Fruitless negotiations with opposition leaders continued throughout the morning hours.
In announcing his capitulation during an quickly called news conference shortly before noon, when a no-confidence vote was scheduled to be held in Parliament, Mr. Hata vowed to end "the political vacuum" that would have been an inevitable result of a rejection of his administration by Parliament, including the prospect of time-consuming and costly elections.
Now, alternatively, there will be negotiations among the numerous political parties that make up Japan's increasingly complex political landscape.
Estimates vary widely on how long it may take to reach a resolution.
Oddly, given his resignation, Mr. Hata is probably the most likely can didate to emerge as the compromise choice of the opposing groups, but leaders of the opposition parties have emphasized that the field is open.

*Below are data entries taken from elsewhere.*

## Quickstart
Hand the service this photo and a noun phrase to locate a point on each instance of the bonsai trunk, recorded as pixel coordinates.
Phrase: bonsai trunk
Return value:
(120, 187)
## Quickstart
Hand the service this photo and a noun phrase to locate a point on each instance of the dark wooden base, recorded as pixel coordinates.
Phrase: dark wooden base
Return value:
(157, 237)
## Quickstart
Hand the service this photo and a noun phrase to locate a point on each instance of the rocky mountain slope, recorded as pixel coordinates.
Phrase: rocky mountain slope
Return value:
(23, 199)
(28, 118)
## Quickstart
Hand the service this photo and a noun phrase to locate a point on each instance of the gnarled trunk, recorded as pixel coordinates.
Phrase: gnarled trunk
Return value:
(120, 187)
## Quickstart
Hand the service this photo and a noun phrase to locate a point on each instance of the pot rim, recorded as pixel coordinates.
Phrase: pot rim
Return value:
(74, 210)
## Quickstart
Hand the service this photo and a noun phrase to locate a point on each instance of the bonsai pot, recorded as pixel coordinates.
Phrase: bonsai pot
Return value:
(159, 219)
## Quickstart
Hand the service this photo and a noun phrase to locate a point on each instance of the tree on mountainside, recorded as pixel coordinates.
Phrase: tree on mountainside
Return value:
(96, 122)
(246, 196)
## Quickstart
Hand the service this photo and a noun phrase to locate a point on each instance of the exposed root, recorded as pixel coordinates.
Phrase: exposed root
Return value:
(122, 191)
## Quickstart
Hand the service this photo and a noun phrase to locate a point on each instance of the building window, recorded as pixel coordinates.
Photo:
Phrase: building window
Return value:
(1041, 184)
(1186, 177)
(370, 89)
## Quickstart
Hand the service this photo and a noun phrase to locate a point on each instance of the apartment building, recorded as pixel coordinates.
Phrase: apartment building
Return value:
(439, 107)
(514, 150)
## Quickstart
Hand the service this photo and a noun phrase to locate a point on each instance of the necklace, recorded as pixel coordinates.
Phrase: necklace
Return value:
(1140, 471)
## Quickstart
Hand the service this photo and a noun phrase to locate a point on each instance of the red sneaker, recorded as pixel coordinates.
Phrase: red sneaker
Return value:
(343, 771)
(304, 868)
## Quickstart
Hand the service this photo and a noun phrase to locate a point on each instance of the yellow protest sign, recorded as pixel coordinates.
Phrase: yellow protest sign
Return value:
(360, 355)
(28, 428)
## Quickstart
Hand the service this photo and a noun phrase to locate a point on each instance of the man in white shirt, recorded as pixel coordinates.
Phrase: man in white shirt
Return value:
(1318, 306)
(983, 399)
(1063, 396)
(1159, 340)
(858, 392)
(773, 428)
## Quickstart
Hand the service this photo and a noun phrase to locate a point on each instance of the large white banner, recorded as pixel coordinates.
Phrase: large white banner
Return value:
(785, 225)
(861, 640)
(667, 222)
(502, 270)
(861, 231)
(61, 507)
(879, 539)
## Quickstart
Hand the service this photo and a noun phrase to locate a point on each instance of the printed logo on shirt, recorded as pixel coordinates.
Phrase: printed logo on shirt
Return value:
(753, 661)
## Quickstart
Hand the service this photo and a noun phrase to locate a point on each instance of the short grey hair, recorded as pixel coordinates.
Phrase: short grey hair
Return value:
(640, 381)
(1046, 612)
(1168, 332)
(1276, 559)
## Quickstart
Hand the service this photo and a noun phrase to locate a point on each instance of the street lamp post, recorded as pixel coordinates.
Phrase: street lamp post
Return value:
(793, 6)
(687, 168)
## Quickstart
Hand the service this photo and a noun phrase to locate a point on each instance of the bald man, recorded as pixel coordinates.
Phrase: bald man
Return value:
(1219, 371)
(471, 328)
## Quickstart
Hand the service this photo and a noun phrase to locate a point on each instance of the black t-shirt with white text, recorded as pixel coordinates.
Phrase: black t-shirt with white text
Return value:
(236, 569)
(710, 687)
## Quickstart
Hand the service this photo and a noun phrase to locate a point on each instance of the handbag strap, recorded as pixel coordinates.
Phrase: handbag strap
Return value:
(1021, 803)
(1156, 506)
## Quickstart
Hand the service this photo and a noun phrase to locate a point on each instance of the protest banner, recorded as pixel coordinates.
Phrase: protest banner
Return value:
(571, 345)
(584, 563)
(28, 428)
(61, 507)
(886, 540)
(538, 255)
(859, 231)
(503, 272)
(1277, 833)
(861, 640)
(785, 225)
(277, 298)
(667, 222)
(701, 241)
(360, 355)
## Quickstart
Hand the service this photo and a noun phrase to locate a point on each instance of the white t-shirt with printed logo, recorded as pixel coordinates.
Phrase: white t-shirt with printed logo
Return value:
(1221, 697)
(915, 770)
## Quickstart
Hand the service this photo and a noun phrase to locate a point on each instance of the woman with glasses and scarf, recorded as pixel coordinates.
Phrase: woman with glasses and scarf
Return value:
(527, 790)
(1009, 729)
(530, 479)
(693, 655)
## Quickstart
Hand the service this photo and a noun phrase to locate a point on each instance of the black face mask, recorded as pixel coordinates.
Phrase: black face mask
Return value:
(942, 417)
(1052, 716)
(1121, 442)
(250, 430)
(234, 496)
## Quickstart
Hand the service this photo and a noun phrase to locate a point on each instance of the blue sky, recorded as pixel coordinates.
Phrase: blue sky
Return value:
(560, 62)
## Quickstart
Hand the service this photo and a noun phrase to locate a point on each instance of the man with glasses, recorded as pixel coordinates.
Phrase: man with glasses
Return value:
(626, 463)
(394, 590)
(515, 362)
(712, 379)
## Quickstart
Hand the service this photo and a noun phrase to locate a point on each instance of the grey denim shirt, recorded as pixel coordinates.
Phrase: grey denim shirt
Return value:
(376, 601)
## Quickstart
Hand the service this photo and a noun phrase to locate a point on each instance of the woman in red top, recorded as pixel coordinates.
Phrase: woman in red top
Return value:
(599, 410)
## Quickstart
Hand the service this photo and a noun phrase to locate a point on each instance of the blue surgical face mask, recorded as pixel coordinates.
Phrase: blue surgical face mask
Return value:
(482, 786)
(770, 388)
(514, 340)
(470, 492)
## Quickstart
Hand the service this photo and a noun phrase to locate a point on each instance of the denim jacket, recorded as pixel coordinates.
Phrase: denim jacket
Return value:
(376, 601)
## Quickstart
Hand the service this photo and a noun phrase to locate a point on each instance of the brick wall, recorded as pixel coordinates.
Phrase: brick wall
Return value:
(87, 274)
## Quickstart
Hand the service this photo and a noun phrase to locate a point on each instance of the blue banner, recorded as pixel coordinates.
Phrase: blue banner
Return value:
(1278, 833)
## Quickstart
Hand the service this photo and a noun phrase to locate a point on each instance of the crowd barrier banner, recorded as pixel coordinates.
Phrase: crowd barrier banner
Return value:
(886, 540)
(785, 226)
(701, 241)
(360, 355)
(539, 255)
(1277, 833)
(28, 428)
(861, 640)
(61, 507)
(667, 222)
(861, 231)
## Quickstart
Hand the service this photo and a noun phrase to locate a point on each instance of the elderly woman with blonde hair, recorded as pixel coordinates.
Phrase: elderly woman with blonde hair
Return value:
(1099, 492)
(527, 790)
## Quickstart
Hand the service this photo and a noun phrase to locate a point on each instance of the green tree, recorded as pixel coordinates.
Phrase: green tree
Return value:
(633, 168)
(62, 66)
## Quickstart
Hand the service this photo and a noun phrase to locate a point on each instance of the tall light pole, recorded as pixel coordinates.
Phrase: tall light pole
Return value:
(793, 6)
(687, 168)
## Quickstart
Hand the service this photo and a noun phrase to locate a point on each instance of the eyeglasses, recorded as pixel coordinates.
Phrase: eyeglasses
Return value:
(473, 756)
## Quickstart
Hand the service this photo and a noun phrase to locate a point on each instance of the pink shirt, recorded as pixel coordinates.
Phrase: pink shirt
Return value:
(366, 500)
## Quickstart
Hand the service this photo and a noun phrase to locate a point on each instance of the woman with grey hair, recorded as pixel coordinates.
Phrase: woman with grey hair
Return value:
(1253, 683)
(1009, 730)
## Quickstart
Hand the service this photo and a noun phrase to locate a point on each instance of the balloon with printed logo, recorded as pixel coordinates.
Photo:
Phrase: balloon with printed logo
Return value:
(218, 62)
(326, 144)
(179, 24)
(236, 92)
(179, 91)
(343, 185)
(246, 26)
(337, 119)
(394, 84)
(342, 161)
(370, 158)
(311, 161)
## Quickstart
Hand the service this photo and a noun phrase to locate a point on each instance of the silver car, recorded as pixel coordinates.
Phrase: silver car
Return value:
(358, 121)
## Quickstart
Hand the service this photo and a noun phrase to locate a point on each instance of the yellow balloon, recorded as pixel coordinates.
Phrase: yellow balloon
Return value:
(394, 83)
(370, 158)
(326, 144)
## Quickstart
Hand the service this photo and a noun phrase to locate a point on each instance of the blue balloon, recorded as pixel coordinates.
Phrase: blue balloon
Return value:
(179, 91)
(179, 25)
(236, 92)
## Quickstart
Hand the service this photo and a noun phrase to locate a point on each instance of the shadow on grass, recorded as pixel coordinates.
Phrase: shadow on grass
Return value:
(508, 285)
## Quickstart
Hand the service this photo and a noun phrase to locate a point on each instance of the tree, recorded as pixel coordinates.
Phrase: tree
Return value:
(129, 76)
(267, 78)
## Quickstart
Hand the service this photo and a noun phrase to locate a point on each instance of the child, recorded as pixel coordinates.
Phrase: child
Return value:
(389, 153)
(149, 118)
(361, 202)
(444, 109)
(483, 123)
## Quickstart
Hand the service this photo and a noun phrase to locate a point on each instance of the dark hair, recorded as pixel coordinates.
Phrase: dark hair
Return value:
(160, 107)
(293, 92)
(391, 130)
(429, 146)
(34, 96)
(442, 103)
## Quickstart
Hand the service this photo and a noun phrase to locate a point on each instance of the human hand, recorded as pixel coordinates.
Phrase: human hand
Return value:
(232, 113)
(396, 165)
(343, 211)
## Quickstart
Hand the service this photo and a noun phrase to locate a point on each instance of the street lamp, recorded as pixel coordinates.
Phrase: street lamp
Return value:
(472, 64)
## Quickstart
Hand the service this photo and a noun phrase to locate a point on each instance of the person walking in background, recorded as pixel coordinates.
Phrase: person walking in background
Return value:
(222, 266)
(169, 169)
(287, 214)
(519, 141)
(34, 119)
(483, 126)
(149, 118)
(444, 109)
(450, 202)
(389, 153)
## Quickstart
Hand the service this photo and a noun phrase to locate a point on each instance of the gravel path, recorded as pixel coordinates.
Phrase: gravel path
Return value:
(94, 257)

One possibility is a new coalition with representation from all major political groups -- a strange outcome, given that Japan's current instability began last summer in response to widespread demands for political change.
The new, broader, coalition could include the Liberal Democratic Party, which had led Japan for decades before being booted by disgusted voters last summer, and the Social Democratic Party.
Throughout the long tenure of the LDP, the Socialists had served as the primary opposition.
They participated in the first coalition government this summer, before angrily walking away after having been excluded from a new political amalgamation of other coalition parties.
Missing from the current political upheaval is any sense of popular demand for change.
The initial coalition government, head by Morihiro Hosokawa, enjoyed record-breaking popularity, and the Hata administration received support from a majority of the populace.